O custo total do projeto ultrapassa R$ 600 mil. Cravo primeiro fotografa, depois sai atrás do prejuízo. Foi assim também com "Nos Jardins do Éden", mostra com imagens de religiões afrocaribenhas que captou no Haiti, no fim dos anos 2000. Assim que o livro da exposição foi publicado, um terremoto demoliu a maior parte do que ele tinha documentado e estremeceu o tema humano no seu trabalho. "Vi ali que a vida não valia nada. Menos do que nada."

O que não quer dizer que os animais tomaram esse espaço em seu repertório. "É a minha África que eu quero mostrar. Não tem obrigação de ter esse ou aquele bicho. É um recorte estético", explica.
Da girafa fica só o zoom no padrão das manchas de seu lombo. A zebra aparece sem pernas e com a imagem dobrada por uma poça d'água.
SAFÁRI FOTOGRÁFICO
Acorda-se cedo para caçar imagens.
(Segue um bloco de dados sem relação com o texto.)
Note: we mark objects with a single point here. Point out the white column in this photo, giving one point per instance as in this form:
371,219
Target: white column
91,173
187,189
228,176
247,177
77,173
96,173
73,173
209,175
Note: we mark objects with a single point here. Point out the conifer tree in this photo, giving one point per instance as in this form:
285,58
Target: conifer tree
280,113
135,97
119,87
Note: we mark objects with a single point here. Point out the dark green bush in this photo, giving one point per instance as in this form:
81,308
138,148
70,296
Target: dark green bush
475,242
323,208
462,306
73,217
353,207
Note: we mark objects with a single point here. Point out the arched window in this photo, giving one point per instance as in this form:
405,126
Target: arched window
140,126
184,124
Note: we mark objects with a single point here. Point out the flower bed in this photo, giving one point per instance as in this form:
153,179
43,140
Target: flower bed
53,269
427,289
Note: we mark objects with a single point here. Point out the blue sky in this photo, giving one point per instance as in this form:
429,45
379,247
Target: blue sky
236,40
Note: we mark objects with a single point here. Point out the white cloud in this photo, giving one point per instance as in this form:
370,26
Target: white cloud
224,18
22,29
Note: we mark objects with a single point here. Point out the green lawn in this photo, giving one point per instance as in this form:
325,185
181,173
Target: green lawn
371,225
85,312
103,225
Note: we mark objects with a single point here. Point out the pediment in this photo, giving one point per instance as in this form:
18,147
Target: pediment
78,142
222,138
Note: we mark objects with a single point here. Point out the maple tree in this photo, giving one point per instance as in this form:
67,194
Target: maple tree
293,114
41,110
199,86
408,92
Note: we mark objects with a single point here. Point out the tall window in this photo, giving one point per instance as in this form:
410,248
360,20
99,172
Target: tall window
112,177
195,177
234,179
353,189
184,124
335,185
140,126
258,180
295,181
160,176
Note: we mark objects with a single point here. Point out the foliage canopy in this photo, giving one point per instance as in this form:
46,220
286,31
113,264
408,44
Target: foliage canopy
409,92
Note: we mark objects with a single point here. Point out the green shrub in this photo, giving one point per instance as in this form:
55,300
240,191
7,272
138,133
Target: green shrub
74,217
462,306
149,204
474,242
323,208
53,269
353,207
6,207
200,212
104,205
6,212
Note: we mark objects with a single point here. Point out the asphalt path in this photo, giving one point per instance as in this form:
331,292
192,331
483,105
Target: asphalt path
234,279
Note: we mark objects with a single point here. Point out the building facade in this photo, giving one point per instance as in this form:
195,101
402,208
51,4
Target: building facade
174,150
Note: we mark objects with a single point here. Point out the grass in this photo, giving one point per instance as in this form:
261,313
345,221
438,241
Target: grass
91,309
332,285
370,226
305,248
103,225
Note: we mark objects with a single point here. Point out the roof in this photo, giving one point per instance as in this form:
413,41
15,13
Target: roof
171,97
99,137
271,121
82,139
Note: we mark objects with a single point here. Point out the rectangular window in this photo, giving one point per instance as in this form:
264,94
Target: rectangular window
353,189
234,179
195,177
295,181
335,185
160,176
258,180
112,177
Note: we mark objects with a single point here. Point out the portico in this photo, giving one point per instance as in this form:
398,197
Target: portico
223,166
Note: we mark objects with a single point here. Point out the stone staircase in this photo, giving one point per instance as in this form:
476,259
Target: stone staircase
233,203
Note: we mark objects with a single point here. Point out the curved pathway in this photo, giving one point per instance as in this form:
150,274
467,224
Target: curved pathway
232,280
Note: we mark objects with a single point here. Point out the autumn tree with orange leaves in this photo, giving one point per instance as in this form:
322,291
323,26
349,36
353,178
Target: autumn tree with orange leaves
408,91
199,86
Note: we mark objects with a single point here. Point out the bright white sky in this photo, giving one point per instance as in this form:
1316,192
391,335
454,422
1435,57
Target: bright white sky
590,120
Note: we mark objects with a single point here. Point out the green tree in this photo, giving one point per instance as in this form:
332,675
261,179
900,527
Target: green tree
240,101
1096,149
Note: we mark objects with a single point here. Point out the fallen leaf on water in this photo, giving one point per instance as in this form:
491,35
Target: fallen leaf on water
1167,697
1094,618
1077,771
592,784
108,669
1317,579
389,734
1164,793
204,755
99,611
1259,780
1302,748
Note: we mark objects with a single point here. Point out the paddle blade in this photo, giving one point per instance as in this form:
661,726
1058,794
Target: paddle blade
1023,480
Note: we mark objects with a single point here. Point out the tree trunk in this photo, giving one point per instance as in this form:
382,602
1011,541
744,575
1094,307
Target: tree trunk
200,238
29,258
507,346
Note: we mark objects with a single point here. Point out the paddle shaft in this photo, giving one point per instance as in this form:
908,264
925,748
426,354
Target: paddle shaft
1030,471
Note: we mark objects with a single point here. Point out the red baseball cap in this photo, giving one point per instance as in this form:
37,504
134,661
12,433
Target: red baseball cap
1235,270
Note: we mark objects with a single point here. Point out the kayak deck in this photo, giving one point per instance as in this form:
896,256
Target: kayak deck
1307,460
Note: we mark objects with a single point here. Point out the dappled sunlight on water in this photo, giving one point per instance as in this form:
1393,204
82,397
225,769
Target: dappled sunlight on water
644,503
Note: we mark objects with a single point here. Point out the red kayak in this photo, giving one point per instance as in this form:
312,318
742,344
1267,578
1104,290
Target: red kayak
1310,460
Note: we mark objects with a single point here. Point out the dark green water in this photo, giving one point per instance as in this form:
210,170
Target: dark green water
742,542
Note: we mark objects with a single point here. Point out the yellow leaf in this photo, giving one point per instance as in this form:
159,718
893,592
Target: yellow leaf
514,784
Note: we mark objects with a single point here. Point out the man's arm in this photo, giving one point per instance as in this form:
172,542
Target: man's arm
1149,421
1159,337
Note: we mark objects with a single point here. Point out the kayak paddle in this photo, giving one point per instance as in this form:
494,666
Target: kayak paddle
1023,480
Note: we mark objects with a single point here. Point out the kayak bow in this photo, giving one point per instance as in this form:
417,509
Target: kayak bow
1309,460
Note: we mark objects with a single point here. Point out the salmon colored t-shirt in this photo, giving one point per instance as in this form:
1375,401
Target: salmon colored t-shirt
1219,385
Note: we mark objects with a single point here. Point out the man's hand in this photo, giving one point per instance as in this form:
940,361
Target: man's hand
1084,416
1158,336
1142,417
Não são nem 7h quando o jipe encontra, no mato, uma mãe guepardo com um filhote. É muita sorte. "Não acontece quase nunca", garante o guia Ken, "e eu não digo isso para todos".
Para quem achava que fazer safári era dirigir se desviando de elefantes, girafas, leões e outros monoblocos de carne, a lógica de pescaria por trás do passeio atacou de surpresa. Às vezes, para se ver um bicho, é preciso ficar espreitando por horas. E, quando finalmente um leão aparece, é bem provável que ele esteja dormindo. E que seja preciso esperar mais horas para ele se mexer. Com o carro parado. No calor africano. Com varejeiras do tamanho de baratas rondando.
De volta à mãe guepardo: chega um carro cheio de turistas americanos empolgados, falando alto. Como o jipe de Cravo está entre os gringos e os gatos, ele aponta sua lente teleobjetiva para o outro lado e finge fotografar o horizonte. Os americanos olham para o lado errado, entediam-se e seguem em frente. Assim, é ganha a batalha pela paz.
A caçada tende a ser um pouco mais literal. Como provou o rei da Espanha, Juan Carlos 1º, que quebrou o quadril enquanto abatia elefantes, em Botsuana, há dois meses. A Tanzânia continua vendendo o direito de sair do safári com uma lembrancinha: a cabeça do animal escolhido, empalhada e na moldura.
Os preços são fixos, como num menu: sai por R$ 40 mil um leão (só um, no masculino mesmo, porque uma leoa pode sempre estar prenha, diz o governo tanzaniano). Um elefante portentoso custa R$ 60 mil. Um gnu, R$ 20 mil, mesmo preço de uma zebra. O custo-benefício empurra caçadores para os mais robustos.
"O (ex-presidente dos EUA) George Bush (o pai) gosta de caçar elefantes aqui", diz Ken quando leva Serafina para a pista do Seringueti. "É bom que fotografem tudo porque isso aqui ainda pode acabar", diz o tanzaniano à porta do avião. Dessa vez, ela se fecha antes de levar os tripulantes até outro avião. Que vai levá-los de volta para suas casas, lugares menos selvagens, todos com seus McDonald's.